Visiting the slums in Kalva will never leave me and I was excited that some of the women have been able to start working on initiatives that will help to sustain themselves.

Having the opportunity to watch school kids sitting quietly on the floor, legs crossed listening attentively to their teacher made me smile as well as feel extremely humble and fortunate, especially as I had chosen to stay a couple of nights at the iconic Taj Hotel where I had previously treated my mum when last in Mumbai. It is timeless elegance right by the Fort and I don’t think I would want to stay anywhere else.

We walked loads but when we did need taxis, they were easy to find and relatively cheap.

I felt like I got into the heart of the city on this visit. It is noisy, hectic and crowded and the roads can be a little hairy at times, but this is all part of the charm of such a populous place.

The food was as amazing as I had remembered it. I grew up on curry and absolutely love it. The traditional thali is a firm favourite, with a choice of several different foods. Vegetarian options are plentiful and an interesting fact - it’s illegal to eat beef in Mumbai.

No trip to India is complete until you get to see the white marble mausoleum - the Taj Mahal - in all its splendour, and all the gorgeous gardens at Agra, built by the Mughal emperor in 1632 for the tomb of his favourite wife.

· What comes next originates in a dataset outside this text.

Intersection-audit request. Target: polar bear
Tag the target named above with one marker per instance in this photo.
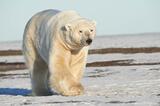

We took the train for an easily done and memorable day trip from Delhi.

India holds a very special place in my heart for obvious reasons, but it is an experience that I would encourage adding to bucket lists with an array of very different adventures awaiting in one of the world’s most unique destinations.

Whether it’s epic fortresses and tigers, house boats in the backwaters, yoga in Kerala, visiting the Himalayas, or just watching some live cricket, then India is the place for you.

If you have limited time, then consider the Maharajas Express which proudly boasts that it’s “the most lavish way that any traveller can experience India” and has won the ‘World’s leading luxury train’ award for each of the last seven years.